I have an idea to eliminate the `shrink` function from the `Arbitrary` type
class. Currently, users can optionally implement shrinking manually, this tends
to be boilerplate code and is "...clearly a generic programming problem" [1].
Further, users often have to create separate types to accommodate their
domain's restrictions. For example, a user may wish to only generate
power-of-two numbers for their test. Their code simply uses `Int`, but with
QuickCheck they must create a `newtype` wrapper and implement this logic in
both the `arbitrary` and `shrink` implementation. My idea is to
eliminate the `shrink` function, and to integrate shrinking with the
`arbitrary` function. Currently, the type for `arbitrary` is:

    arbitrary :: Gen a

and `Gen` has the definition:

    newtype Gen a = MkGen{ unGen :: StdGen -> Int -> a }

I suggest that instead of the inner-function returning `a`s, it should return
`RoseTree a`. The root of the tree is the generated value, and the rest of the
tree is all of the ways to shrink the value. Here's how things would fit
together:

    data RoseTree a = RoseTree a [RoseTree a]
(Continue reading)

Carter Schonwald | 22 Nov 02:05 2013
Picon

Re: Proposal: free shrinking with QuickCheck

alternatively, would it be possible to have a default definition of shrink using generics? (I'm still chewing on your email, but sounds like the current definition doesn't have a default generic method!)

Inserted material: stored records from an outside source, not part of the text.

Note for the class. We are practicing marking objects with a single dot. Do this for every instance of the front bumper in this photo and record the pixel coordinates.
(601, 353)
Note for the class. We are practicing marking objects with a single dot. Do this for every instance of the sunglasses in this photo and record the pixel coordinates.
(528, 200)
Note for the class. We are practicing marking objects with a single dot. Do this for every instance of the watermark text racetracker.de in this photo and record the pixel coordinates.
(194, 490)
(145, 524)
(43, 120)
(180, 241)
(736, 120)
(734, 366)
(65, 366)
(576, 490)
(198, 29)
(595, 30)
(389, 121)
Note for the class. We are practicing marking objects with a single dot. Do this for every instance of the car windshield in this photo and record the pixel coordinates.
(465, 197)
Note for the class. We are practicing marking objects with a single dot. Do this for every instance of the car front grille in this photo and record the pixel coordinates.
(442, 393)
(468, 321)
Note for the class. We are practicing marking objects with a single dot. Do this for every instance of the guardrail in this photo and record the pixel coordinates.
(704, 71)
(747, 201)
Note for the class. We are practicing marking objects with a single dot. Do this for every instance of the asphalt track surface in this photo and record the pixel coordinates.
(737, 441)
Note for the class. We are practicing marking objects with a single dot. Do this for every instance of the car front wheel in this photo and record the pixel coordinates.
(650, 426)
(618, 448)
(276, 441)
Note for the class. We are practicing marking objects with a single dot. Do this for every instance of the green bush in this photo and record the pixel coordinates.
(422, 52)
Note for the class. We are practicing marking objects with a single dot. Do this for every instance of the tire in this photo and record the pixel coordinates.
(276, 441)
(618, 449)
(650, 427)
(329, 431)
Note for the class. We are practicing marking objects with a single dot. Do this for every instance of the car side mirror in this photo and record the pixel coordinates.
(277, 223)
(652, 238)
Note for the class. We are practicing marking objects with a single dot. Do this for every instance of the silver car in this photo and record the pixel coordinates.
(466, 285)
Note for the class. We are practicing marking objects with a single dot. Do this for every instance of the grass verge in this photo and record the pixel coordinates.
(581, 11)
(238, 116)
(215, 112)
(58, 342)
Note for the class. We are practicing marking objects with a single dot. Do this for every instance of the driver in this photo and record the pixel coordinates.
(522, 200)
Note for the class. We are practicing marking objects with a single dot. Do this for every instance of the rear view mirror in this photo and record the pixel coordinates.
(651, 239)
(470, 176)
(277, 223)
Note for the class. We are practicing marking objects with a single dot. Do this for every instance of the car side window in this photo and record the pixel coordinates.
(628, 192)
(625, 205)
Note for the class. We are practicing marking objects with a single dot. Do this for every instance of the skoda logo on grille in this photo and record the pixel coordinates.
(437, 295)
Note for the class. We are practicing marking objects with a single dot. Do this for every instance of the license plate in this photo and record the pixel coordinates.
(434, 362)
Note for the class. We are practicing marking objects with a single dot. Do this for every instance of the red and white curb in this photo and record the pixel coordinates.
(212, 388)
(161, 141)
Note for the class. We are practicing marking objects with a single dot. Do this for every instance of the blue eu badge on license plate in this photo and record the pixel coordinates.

On Thu, Nov 21, 2013 at 7:27 PM, Reid Draper <reiddraper <at> gmail.com> wrote:
I originally sent this message to the QuickCheck mailing list,
but haven't heard anything in a while, and realized there are
only ten subscribers. Below is the original message, any feedback
appreciated.

---

I have an idea to eliminate the `shrink` function from the `Arbitrary` type
class. Currently, users can optionally implement shrinking manually, this tends
to be boilerplate code and is "...clearly a generic programming problem" [1].
Further, users often have to create separate types to accommodate their
domain's restrictions. For example, a user may wish to only generate
power-of-two numbers for their test. Their code simply uses `Int`, but with
QuickCheck they must create a `newtype` wrapper and implement this logic in
both the `arbitrary` and `shrink` implementation. My idea is to
eliminate the `shrink` function, and to integrate shrinking with the
`arbitrary` function. Currently, the type for `arbitrary` is:


    arbitrary :: Gen a


and `Gen` has the definition:


    newtype Gen a = MkGen{ unGen :: StdGen -> Int -> a }


I suggest that instead of the inner-function returning `a`s, it should return
`RoseTree a`. The root of the tree is the generated value, and the rest of the
tree is all of the ways to shrink the value. Here's how things would fit
together:


    data RoseTree a = RoseTree a [RoseTree a]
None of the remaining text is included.